With urgency, let us dare to go forth to be and experience the heart of God in the world…


A Letter from Pastor Andy

July 7, 2021

Dear U Park Family,

I live in fear of forgetting a wedding. I haven’t done it (yet), but even now, 33 years after performing my first one, the possibility leads me to extreme measures. I write the wedding time down in my calendar as soon as it’s scheduled. I schedule the time to arrive, usually an hour earlier. I Google the directions so that I can schedule my departure time. I calendar reminders in the weeks before, to keep the event firmly in mind. I check in periodically with the bride and groom to make sure plans haven’t changed. I have a checklist of all the things I need to bring, so that I don’t forget something and have to go back for it (Robe, Stole, Ceremony, backup copy of Ceremony on phone, duct tape…). I know that these preparations at least border on neurotic (OK, maybe they’re well within that border). But I still wake up some mornings mildly apprehensive, remembering an upcoming wedding but unclear exactly when it is. And at least so far, these preparations and the state of perpetual low-grade anxiety that drives them have prevented me from being the guy who ruined the Big Day.

I’d like to say that my concern is driven by a desire to make the day as good as possible for the couple getting married. Mostly, it is. Weddings tend to get out of hand, and something often goes sideways at the last minute. I want to do all I can to make things as worry-free as possible. But if I’m honest, I have to admit that I’m also partly anxious about making big public mistakes. Maybe most of us have that concern (No? Just me? OK then…). And to some degree, all of us have made them. They create embarrassing moments, and how we deal with them can reveal a lot about us, even if only to ourselves.

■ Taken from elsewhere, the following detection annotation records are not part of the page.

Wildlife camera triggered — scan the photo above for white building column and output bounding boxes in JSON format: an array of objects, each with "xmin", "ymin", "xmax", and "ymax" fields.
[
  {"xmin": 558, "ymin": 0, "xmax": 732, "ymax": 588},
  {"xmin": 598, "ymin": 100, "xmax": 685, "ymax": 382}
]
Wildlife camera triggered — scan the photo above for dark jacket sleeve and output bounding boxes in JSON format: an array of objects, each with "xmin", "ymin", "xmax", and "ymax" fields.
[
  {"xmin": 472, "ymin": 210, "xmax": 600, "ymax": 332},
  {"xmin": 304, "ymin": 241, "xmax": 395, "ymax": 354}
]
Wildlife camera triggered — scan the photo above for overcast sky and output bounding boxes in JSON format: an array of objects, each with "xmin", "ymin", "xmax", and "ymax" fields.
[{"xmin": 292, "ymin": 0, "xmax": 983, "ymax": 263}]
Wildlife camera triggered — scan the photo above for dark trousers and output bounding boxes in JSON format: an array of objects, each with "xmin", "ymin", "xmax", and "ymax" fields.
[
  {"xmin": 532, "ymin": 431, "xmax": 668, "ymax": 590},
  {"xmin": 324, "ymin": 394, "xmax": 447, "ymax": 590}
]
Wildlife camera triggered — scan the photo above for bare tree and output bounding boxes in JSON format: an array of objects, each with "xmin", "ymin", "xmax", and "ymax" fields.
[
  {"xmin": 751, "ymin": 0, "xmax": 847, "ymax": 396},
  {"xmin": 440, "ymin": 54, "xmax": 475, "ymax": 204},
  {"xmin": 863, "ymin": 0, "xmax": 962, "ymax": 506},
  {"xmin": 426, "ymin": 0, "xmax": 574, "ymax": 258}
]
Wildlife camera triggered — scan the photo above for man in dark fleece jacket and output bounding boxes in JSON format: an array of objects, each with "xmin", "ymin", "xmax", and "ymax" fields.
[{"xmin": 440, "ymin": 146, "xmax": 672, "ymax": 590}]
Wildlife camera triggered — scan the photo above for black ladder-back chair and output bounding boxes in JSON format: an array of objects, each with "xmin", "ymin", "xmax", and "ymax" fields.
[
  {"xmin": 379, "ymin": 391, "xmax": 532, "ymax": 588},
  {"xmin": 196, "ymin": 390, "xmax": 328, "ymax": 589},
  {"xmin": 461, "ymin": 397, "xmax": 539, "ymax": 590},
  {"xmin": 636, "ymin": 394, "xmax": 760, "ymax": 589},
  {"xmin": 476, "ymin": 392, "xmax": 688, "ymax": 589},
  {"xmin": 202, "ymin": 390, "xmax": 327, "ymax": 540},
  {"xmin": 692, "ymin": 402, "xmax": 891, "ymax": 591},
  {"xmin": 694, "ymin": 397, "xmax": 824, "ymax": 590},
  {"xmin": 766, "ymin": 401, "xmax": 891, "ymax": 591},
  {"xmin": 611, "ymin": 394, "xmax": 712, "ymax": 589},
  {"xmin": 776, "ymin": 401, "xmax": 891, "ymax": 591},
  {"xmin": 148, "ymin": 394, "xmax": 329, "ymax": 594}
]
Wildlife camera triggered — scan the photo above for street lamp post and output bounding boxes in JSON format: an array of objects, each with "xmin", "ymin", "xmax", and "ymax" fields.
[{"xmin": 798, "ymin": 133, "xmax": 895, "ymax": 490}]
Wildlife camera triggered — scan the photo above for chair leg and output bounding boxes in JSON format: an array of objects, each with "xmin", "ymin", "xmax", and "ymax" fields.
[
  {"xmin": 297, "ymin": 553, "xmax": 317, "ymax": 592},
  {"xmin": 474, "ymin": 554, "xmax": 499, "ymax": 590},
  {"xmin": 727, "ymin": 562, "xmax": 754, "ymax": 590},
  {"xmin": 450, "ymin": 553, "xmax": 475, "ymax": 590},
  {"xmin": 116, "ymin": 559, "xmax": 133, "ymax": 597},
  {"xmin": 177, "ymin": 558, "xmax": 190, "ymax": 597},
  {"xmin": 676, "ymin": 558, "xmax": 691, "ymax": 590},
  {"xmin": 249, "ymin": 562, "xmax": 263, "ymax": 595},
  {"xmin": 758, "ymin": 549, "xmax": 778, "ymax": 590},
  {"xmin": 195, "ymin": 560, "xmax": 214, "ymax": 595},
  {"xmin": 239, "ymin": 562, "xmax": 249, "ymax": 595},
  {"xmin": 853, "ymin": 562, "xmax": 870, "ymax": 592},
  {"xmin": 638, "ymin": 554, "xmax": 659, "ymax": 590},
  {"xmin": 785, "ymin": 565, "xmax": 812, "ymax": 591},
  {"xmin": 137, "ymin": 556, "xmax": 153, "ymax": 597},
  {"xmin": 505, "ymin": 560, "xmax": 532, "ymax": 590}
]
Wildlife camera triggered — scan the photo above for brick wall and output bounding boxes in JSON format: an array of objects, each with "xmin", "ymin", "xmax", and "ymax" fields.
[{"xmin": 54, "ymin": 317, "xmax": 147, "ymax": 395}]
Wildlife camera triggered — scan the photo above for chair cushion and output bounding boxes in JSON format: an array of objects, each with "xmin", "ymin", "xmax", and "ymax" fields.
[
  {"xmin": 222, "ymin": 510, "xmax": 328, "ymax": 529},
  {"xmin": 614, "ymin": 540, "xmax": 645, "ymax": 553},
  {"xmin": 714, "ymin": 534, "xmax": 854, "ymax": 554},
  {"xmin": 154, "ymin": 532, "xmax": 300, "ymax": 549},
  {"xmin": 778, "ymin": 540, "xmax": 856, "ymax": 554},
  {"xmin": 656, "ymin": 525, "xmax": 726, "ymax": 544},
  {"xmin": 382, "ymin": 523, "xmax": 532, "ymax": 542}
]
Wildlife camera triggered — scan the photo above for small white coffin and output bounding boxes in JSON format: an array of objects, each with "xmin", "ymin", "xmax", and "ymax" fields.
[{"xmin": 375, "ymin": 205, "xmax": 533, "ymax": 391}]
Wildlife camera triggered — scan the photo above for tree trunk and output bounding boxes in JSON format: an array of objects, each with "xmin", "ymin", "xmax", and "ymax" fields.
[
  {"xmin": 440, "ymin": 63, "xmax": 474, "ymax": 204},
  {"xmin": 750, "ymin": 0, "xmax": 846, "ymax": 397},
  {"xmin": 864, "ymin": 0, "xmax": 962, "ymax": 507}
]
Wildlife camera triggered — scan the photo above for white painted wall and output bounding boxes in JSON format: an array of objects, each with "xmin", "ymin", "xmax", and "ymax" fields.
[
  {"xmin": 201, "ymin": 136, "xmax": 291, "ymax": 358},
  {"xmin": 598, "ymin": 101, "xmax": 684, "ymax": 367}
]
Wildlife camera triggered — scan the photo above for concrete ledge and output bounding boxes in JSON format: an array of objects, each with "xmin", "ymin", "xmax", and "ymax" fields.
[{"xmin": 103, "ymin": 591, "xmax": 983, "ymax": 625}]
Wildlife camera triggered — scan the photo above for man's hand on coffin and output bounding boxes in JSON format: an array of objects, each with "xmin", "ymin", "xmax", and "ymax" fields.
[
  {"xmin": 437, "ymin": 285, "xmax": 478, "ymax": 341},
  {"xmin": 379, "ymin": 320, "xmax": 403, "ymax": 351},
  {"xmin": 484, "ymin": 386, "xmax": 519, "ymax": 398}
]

This Sunday, we’ll continue our “Lessons Learned” series of sermons on what the pandemic has to teach us. Over the past 14 months, we’ve seen many people be publicly wrong about everything from the seriousness of the outbreaks to vaccine efficacy to economic effects and preventive measures. So we’ll be reading a story from Mark’s Gospel about the gruesome consequences of an appalling public mistake made by King Herod. I’ll be preaching about what Mark’s Gospel may tell us about how to respond when we’re wrong, or even how to determine when we might be wrong in a confusing and fast-paced world. I hope you’ll join us for our Sanctuary worship at 10:00 A.M. on Sunday, or for our Zoom worship at 11:15 A.M. that morning. The worship video will be uploaded to our YouTube channel by Sunday afternoon for you to watch later if you’d like.

I’ve had several people ask about masking during worship, and when we might stop it. I’m investigating that this week. I know that people are going without masks in stores and restaurants now, but I’ve hesitated to stop using them in worship because some of us can’t be vaccinated or will find vaccinations less effective than normal due to medical conditions. Of course, we want children to be part of our worship, and those under 12 can’t be vaccinated yet. These issues combined with the surge in Delta variant cases make me cautious. I’m doing some reading about safety – especially when it comes to parts of worship like singing hymns. Last Sunday, we removed the signs that blocked every other pew. We’ll dispense with masks as soon as possible. In the meantime, thanks for your support for the church and for your patience.

I hope you’re enjoying your summer, and I look forward to seeing you in person as soon as possible!